In the previous two articles we discussed the Prelude and Musical Meditation, the Call to Worship and the Hymn of Praise or Adoration, the Prayer of Adoration, the Confession of Faith and the Confession of Sin. Now we are ready to examine the Reception of Pardoning Grace. It is appropriate after confessing and repenting of our sin to be assured of forgiveness and the peace with God that flows from it. This is usually done in the form of a different passage of Scripture being read each week that accentuates different aspects of God’s forgiveness as it is actually promised in the Word or the fruit that flows from the reception of his pardon. Having received anew his forgiveness we are ready to bring our petitions to him in the Prayers of Intercession. Because we stand as forgiven sinners, robed in the righteousness of Christ alone, we may come boldly before his Throne of Grace as the book of Hebrews says and find grace to help in our time of need. (Hebrews 4:16)

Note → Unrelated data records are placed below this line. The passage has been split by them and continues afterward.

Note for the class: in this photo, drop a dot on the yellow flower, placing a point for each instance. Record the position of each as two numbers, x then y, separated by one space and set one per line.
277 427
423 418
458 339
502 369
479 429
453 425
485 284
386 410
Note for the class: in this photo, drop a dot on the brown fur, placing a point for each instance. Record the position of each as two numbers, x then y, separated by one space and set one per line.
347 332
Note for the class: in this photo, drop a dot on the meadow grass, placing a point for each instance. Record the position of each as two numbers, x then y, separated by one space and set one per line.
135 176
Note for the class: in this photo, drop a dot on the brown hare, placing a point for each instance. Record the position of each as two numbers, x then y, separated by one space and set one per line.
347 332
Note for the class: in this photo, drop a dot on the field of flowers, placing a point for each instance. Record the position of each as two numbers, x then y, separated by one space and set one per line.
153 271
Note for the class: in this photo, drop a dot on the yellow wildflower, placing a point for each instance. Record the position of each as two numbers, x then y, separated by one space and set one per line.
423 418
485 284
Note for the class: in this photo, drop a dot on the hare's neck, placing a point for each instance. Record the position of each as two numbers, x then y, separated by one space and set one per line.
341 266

Then our gratitude for such a God and such a Gospel is tangibly expressed in our tithes and offerings followed by the Doxology extolling our triune God as the fount of all blessings. This leads to a dedicatory Prayer of Thanksgiving for his provision so that we might have the privilege to give and that he might use the tithes and offerings to glorify himself and extend his Kingdom.
Through all that has taken place to this point our hearts have been opened to hear again instruction from God through his preached Word. After the sermon God’s Word is responded to by prayer and a hymn, a Psalm or a song that reflects the theme of the sermon and provides an opportunity to either challenge one another based on the sermon or commit ourselves again to God in light of his truth.
Communion (once per month is our current pattern) follows as the supreme way God sacramentally (through Holy Signs and Seals) offers himself to us in the Gospel. God offers himself to our ears in the Word and to our other senses – sight, smell, taste, etc. in Communion. Augustine called the Lord’s Table, “the Visible Word”. In this way we share together (Communion with one another as well as with Christ) in all the riches of that Gospel feast as the people of God.
Finally we receive his blessing and peace now and forever in the Benediction as we are dismissed to serve him and love one another and a lost world that desperately needs him.
A few remarks in general are in order. It is important to see that, though the logic flow follows a similar pattern each week, the elements used should vary substantially in theme, pace, emphasis and structure in order to forestall the tendency to “the metronome factor” (rote repetition that anesthetizes the spiritual senses). We must remember as Dr. Larry Roff, Assistant Professor of Practical Theology at Knox Theological Seminary wrote in an article years ago, our worship must not only be “right” (faithful to the regulative principle ) it must also be “rich” (full of freshness, vitality, sincerity and passion). This means that much effort must be put into planning services that call from us the best we can offer to our Triune God in robust, content rich and heart felt praise.
Notice a couple of things in summary:
Worship involves a dialogue between God and the worshippers. And, God initiates and directs the conversation through his Word.
Worship is rooted in the Gospel in the sense that the person and redemptive work of Christ are in the center of the conversation.
There is a Gospel-centered structure to the service as seen in the conversational flow above. He makes it possible for us to approach the Father through the Spirit. Even Old Testament worship was Christ-centered as he was portrayed in the types and shadows of the sacrificial system in the ceremonial law.
Worship includes singing, but it involves several other elements such as reading and reciting of Scripture, affirmations of faith, repentance and reception of forgiveness, the sacraments, vows (not mentioned above but found in such cases as reception of members and ordination of officers), prayers of thanksgiving and intercession, rendering of tithes and offerings, etc. all of which are also vital and bring vibrancy, breadth and depth to the worship of God. These other elements are not merely preliminaries for the preaching. Indeed preaching is itself primarily an element of worship.
Corporate worship is not simply a matter of what we RECEIVE, but it is also about what we BRING. Psalm 96:8 says, “Ascribe to the Lord the glory due his name; BRING AN OFFERING, and come into his courts.” Biblical worship, by its very nature, is primarily about the One worshipped – not about the desires, or even the needs, of the worshipper. Actually, OUR greatest “need” is for HIM to be glorified. This brings fulfillment to those made in the image of God more than anything else can!